AASB 138 at paragraph 54 states;
No intangible asset arising from research (or from the research phase of an internal project) shall be recognised. Expenditure on research (or on the research phase of an internal project) shall be recognised as an expense when it is incurred.
Under AASB 127, X is not required to revalue the shares in Pty Ltd or the foreign subsidiary entities.
Based on the background facts provided, there does not appear to have been a deliberate understatement of the value of assets in the company's accounting records which have been prepared in accordance with the Australian Accounting Standards in effect at the date of their preparation. Accordingly, based on TD 2009/5, the understatement is not of itself an attempt to circumvent the operation of Division 7A.
It is therefore necessary to consider whether Holdings', its shareholders and directors have 'acted, in making loans or other payments, in a way that treats the real and higher value of assets as their true value, that is, regardless of their value shown in the accounting records, and that the mischief against which Division 7A is directed is present'.
Actions
As outlined in the background facts, we understand that at no time during the ruling period did the X Group prepare for internal use or provide to any third party any information in respect of the value of the assets of the X Group that indicated a value that differed to the value recorded for the purposes of the X Group's Financial Statements.
Further, the X Group has not prepared or provided financial reports or other documents that comment on or disclose the gross value of the X Group's assets or individual assets other than those that include the historical accounting values as disclosed in the x Group's financial statements from time to time.
This indicates that the X group has not acted in way that treats a different value as the true value of their assets.
Profit
Holdings is currently in an accounting loss position such that there are no "profits" in an accounting or commercial sense. Holdings expects that it will begin to make a current year profit in the 30 June 2022 financial year however this is not expected to exceed the historical accumulated accounting losses as at 30 June 2021 (i.e.
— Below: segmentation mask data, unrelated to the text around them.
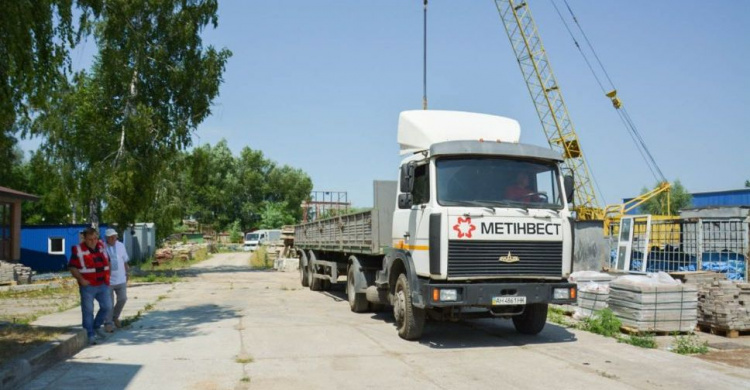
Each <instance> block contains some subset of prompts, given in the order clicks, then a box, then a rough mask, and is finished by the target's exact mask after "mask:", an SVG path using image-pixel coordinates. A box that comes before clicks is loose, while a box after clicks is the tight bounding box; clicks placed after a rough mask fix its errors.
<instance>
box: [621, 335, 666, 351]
mask: <svg viewBox="0 0 750 390" xmlns="http://www.w3.org/2000/svg"><path fill="white" fill-rule="evenodd" d="M617 341H618V342H621V343H625V344H630V345H633V346H636V347H640V348H650V349H654V348H657V347H658V345H657V344H656V337H654V335H653V334H652V333H645V334H643V335H630V336H622V337H619V338H618V339H617Z"/></svg>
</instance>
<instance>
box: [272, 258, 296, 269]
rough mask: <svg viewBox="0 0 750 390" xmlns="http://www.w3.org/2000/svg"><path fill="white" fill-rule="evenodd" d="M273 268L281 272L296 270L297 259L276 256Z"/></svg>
mask: <svg viewBox="0 0 750 390" xmlns="http://www.w3.org/2000/svg"><path fill="white" fill-rule="evenodd" d="M273 268H274V269H275V270H277V271H281V272H297V270H298V269H299V259H294V258H283V257H282V258H278V259H276V260H274V262H273Z"/></svg>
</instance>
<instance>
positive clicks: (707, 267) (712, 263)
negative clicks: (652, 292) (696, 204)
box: [608, 216, 750, 281]
mask: <svg viewBox="0 0 750 390" xmlns="http://www.w3.org/2000/svg"><path fill="white" fill-rule="evenodd" d="M649 217H650V216H633V217H628V219H632V224H629V223H628V222H627V219H623V220H622V221H620V222H612V223H610V225H609V226H608V231H609V240H610V268H611V269H617V270H622V271H630V272H658V271H664V272H692V271H714V272H719V273H723V274H726V275H727V278H728V279H730V280H744V281H747V280H748V264H747V259H748V256H750V245H749V244H748V241H750V221H748V220H747V219H744V218H670V219H651V218H649ZM623 223H624V224H623ZM621 226H624V227H623V228H622V232H621V231H620V230H621ZM631 232H632V235H631V234H630V233H631ZM621 233H622V234H621ZM625 249H629V251H626V250H625ZM624 254H625V255H624ZM626 264H627V267H624V265H626Z"/></svg>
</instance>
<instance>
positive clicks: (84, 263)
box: [70, 242, 109, 286]
mask: <svg viewBox="0 0 750 390" xmlns="http://www.w3.org/2000/svg"><path fill="white" fill-rule="evenodd" d="M96 248H97V249H98V252H91V250H89V247H88V246H86V244H85V243H80V244H78V245H76V246H74V247H73V249H74V251H73V257H72V258H71V259H70V264H71V265H72V266H74V267H76V268H78V272H80V273H81V276H83V278H84V279H86V280H87V281H88V282H89V283H90V284H91V285H92V286H99V285H101V284H106V285H109V256H107V251H106V249H104V245H102V243H101V242H97V243H96ZM76 260H77V261H76Z"/></svg>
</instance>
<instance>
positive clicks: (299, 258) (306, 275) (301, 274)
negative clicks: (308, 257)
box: [299, 253, 310, 287]
mask: <svg viewBox="0 0 750 390" xmlns="http://www.w3.org/2000/svg"><path fill="white" fill-rule="evenodd" d="M303 259H304V260H307V256H305V254H304V253H301V254H300V257H299V281H300V283H301V284H302V287H309V286H310V277H309V275H308V274H307V273H308V270H307V266H306V265H303V264H302V263H303V261H302V260H303ZM305 263H307V261H305Z"/></svg>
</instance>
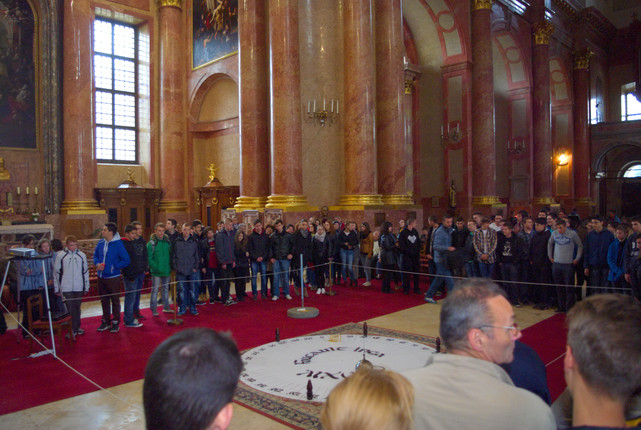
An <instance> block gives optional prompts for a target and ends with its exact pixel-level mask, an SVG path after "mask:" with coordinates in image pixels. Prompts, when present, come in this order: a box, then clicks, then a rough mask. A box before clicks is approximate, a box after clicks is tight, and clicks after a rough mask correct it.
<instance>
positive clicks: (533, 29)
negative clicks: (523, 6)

Holdings will still be in an accumulated loss position).
Based on the facts available, whilst the market value of the shares in the company is greater than the contributed share capital, the unrealised gain arising from this does not appear to accessible to Holdings such that it would allow payment of dividends.
Motive & Purpose of Division 7A
Based on the facts provided to us, the ESP and associated LP does not appear to be an informal distribution of earnings; rather it is a management incentive plan which incentivises eligible employees to increase the market value of Holdings' shares and the overall business. Loans issued under an LP can only be utilised for the purpose of subscribing for shares in the company.
Paragraph 9.2 of the Explanatory Memorandum to the Taxation Laws Amendment Bill (No.3) 1998 states that:
The purpose of the amendments is to ensure that private companies will no longer be able to make tax free distributions of profits to shareholders (and their associates) in the form of payments or loans.
According to the Explanatory Memorandum of Tax Laws Amendment (2009 Budget Measures No. 2) Bill 2009, the purpose of the ESS legislation is to ensure that:
employees who take part in an employee share scheme are required to pay tax on any discount on the market value of a share or right they receive from their employer.
That is, the reason the rules were introduced was to ensure any discount on the market value does not escape the tax net. The mischief that the ESS rules seek to address does not appear to be present.
Conclusion
Based on the background facts outlined above and our analysis thereof, the Commissioner will not exercise his discretion under subsection 109Y(2) of the ITAA 1936 to substitute the value of Holdings assets in calculating its distributable surplus during income years covered by the ruling period where Holdings had unrealised profits.